Matrix metalloproteinases (MMPs), a family of multi-domain zinc-containing endopeptidases with a broad range of substrate specificities, constitute the major proteolytic enzyme group involved in the degradation of dermal connective tissue components. Under normal physiological condition, MMP activities are precisely regulated at the level of transcription and by endogenous protein inhibitors. In addition, MMPs are secreted from cells as an inactive precursor requiring cleavage by extracellular proteinases to be activated. These regulation processes enable the remodeling of connective tissue under physiological and pathophysiological circumstances like wound healing, inflammation and cancer. The impairment of this balance, due to oxidative stress, results in an excess of MMPs being a key feature of premature aging of the skin as well as various inflammatory and degenerative diseases.

In addition, serine proteases such as elastases are involved in ECM degradation. Elastolytic enzymes are released from neutrophils and dermal fibroblasts in response to UV induced skin inflammation [4]. Due to their active side catalytic triad, elastases are multi-specific and cleave several proteins within the extracellular matrix including collagen, fibronectin and elastin. Elastin is an important ECM protein having the unique property of elastic recoil, which is vital for providing elasticity to skin and other tissues like arteries, lungs and ligaments. Several studies have shown that human neutrophil elastase is also involved in the degradation of ECM connective tissue through the activation of inactive MMP-1 and MMP-2 precursors [5], [6], [7].

Inhibiting the activity of ECM degrading proteins like collagenases and elastases may be a useful approach to prevent UV induced skin alterations and premature skin aging. Scavenging of ROS by natural antioxidants might be one option to inhibit such skin deteriorative enzymes, as ROS play an important role in the activation of these enzymes. Phenolic compounds are an important group of natural antioxidants. They belong to diverse subclasses of secondary plant metabolites classified as phenolic acids, flavonoids, stilbenes and lignans and are ubiquitously found in the plant kingdom.

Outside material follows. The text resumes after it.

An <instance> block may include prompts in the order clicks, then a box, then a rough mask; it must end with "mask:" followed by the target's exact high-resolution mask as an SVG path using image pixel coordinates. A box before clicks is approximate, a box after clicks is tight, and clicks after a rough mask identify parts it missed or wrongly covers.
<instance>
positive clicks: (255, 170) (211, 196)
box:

In particular, red and white grapes contain high amounts of phenolic acids and flavonoids such as gallic acid and catechin [8]. Due to their chemical structure, polyphenols have powerful antioxidant activities being able to scavenge a wide range of ROS such as hydroxyl radicals and superoxide radicals [9]. In addition, polyphenols may inhibit the activity of proteolytic enzymes in vitro by acting as complexing or precipitating agents as indicated in literature [10], [11]. Especially, green tea polyphenols such as catechin and epigallocatechin gallate, commonly used as ingredients in anti-aging skin care formulations, have been shown to exhibit moderate inhibitory effects against collagenase and elastase activity, presumably through non-covalent binding [12], [13], [14]. However, the mechanism of action of polyphenols is not fully understood, and studies about the inhibitory effects of natural active ingredients on skin degrading enzymes are scarce. Most of the studies have been performed with isolated compounds, thus not considering the complex nature of crude extracts. Additionally, data about inhibitiory properties of further polyphenolic subclasses are scarce. However, in particular, for the systematic development of natural formulations exerting skin health promoting properties, such investigations would be of basic interest.

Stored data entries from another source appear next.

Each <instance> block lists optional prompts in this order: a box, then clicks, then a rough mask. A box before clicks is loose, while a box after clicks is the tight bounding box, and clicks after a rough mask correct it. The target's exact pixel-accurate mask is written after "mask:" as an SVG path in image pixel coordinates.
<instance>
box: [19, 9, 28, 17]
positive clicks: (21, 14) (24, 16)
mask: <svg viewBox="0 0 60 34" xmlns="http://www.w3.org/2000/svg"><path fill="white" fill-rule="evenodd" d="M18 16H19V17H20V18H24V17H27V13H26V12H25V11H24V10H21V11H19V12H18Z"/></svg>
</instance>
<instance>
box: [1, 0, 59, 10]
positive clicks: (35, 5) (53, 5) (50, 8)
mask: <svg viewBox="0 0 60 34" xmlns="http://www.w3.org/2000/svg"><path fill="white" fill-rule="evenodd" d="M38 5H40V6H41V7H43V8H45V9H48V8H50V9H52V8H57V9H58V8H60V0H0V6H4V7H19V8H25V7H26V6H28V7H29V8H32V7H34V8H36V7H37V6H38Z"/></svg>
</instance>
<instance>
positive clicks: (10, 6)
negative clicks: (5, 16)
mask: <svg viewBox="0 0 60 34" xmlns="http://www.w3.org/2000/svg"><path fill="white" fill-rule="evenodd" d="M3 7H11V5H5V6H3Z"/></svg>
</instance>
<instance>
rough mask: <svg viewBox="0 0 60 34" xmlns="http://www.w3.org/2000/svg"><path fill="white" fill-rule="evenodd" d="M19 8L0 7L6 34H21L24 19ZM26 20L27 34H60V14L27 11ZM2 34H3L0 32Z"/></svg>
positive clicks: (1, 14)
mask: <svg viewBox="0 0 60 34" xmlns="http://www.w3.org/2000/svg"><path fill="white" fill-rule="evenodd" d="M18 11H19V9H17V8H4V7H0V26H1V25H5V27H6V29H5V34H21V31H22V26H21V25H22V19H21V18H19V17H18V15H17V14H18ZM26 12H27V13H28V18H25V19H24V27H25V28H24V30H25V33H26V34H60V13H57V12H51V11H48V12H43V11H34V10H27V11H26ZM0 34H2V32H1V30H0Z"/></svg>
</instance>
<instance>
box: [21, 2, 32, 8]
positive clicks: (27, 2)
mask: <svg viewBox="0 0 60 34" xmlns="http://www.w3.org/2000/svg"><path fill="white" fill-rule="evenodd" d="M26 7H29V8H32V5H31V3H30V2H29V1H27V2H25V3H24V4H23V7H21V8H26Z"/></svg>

In the present study, the in vitro inhibitory potential of phenolic compounds obtained from white grape pomace against the activity of Clostridium histolyticum collagenase (ChC) and porcine pancreatic elastase (PPE) was investigated. The polyphenolic profile of the grape pomace extract was determined, moreover, different fractions of the extract as well as individual polyphenols were assayed for their inhibitory activity against ChC and PPE, respectively.